Nel 2019 il 68% dei consumatori italiani ha dimostrato di avere familiarità con l’espressione “casa intelligente” (+9% rispetto al 2018) anche se la diffusione degli oggetti smart nelle case della nostra penisola è rimasta in linea con i dati 2018 (poco più del 40%). È invece aumentato il numero di dispositivi posseduti, con sensori per porte e finestre (16%), telecamere (15%) e altoparlanti o casse audio (14%) in cima alla classifica. A questa crescente consuetudine con gli strumenti tecnologici intelligenti si affiancano però i timori dei cittadini nei confronti dei rischi legati alla violazione della privacy, tanto che il 54% è restio a condividere i propri dati personali. Queste le evidenze emerse dall’ultima ricerca BVA Doxa per l’Osservatorio Internet of Things della School of Management del Politecnico di Milano, presentata il 18 febbraio scorso al convegno “Smart Home: dove c’è IoT, c’è casa”.

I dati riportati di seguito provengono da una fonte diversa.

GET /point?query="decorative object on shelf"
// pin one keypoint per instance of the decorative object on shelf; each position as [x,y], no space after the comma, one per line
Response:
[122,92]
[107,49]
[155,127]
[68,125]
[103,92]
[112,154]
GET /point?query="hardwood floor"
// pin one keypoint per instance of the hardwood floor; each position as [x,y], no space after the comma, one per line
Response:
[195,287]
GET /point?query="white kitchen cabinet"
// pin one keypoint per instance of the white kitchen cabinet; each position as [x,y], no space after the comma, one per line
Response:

Italia e Smart Home: a che punto siamo? A fornire alcune risposte a uno dei più attuali quesiti relativi alla relazione tra tecnologia e quotidianità ci pensa l’ultima ricerca BVA Doxa per l’Osservatorio Internet of Things della School of Management del Politecnico di Milano. L’indagine, coordinata dal team responsabile dell’Osservatorio Nazionale CasaDoxa – Paola Caniglia, Head of BU Retail e Andrea Tozzi, Senior Research Manager – ha evidenziato come nel 2019 il 68% dei consumatori italiani ha sentito parlare di casa intelligente almeno una volta, segnando un aumento del 9% rispetto al 2018. Tale dato, inoltre, sale al 77% se si considera la fascia d’età degli under 35. Sullo sfondo di un simile incremento vanno poi considerati i risultati economici di un settore in continua espansione: infatti, secondo i dati pubblicati dall’Osservatorio Internet of Things, nel 2019 il mercato italiano della Smart Home ha raggiunto un valore di 530 milioni di euro, pari a un aumento del 40% rispetto all’anno precedente che ci posiziona al quarto posto in Europa dopo Germania e Regno Unito (2,5 miliardi ciascuno, +38% e +47% sul 2018) e Francia (1,1 miliardi, +37%).

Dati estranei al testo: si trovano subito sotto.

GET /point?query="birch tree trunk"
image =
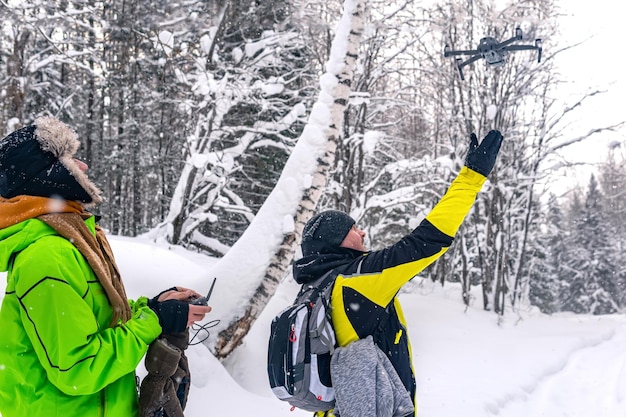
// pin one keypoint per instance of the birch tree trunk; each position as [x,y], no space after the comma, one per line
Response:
[321,135]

SMART DEVICE: VIAGGIO NELLE CASE DEGLI ITALIANI – La diffusione di dispositivi tecnologici utili a facilitare la vita quotidiana nelle case italiane è rimasta stabile se confrontata con il 2018 (poco più del 40%). È però aumentato il numero di dispositivi posseduti: i primi posti della classifica sono occupati da sensori per porte e finestre (presenti nelle case del 16% del campione), telecamere (15%) e altoparlanti o casse audio (14%). Seguono, poi, videocitofoni e serrature (12%), soluzioni per il riscaldamento (9%), assistenti vocali (8%), lampadine (8%), grandi elettrodomestici (7%) e caldaie (6%). Oltre a una crescita nella quota di coloro che sanno utilizzare le funzionalità smart (65%, +7% sul 2018), un 10% di consumatori in più rispetto al 2018 si è detto in grado di installare i dispositivi in autonomia, senza l’aiuto di un professionista (64%).

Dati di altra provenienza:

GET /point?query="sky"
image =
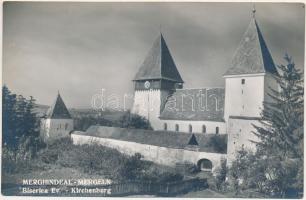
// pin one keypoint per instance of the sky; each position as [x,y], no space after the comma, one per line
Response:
[81,48]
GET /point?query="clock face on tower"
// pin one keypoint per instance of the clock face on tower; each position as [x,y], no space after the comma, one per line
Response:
[147,84]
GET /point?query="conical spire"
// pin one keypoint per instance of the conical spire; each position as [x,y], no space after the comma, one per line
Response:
[159,64]
[58,110]
[252,55]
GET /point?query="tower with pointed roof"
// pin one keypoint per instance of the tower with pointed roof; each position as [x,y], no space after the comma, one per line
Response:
[247,84]
[155,80]
[57,122]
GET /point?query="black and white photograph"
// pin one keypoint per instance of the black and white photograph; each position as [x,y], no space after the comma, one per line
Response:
[153,99]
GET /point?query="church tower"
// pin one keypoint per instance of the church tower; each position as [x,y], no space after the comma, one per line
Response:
[247,84]
[58,122]
[156,79]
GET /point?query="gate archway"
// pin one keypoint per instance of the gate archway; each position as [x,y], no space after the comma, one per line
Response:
[205,165]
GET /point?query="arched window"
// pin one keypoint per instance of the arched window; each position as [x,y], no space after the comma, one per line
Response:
[205,165]
[190,128]
[177,128]
[165,126]
[203,129]
[243,81]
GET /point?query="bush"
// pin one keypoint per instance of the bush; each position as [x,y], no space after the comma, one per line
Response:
[220,176]
[129,120]
[218,143]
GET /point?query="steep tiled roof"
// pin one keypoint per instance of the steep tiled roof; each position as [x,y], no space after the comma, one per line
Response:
[252,55]
[205,104]
[58,110]
[159,64]
[177,140]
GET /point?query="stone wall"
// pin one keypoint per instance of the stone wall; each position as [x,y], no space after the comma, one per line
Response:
[55,128]
[197,126]
[240,136]
[160,155]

CHE COSA FRENA LA CRESCITA? – Se da un lato il mercato è in crescita, dall’altro è ancora nutrito il gruppo di chi è scettico nei confronti dell’uso di dispositivi smart a casa. Per il 18% degli italiani gli smart device sono troppo complessi, mentre il 10% dichiara di non trarre benefici dal loro eventuale utilizzo. Il 6% ha difficoltà a usare le app necessarie per la gestione dei dispositivi. Solo il 37% dei consumatori si dichiara interessato ad acquistare prodotti per la Smart Home in futuro, con appena l’11% che intende farlo nel 2020 e il 26% che lo prevede nei prossimi tre anni. Per quanto riguarda le aspettative dei consumatori italiani, le funzionalità e i dispositivi al momento più desiderati sono le soluzioni per il riscaldamento (23%), i grandi elettrodomestici (21%), le lampadine (15%), le telecamere (15%) e le caldaie (12%). Infine, l’ottimismo tecnologico è intaccato dai timori dei cittadini per i rischi legati alla cyber security e alla violazione della privacy: il 54% degli italiani è restio a condividere i propri dati personali (+3% rispetto al 2018).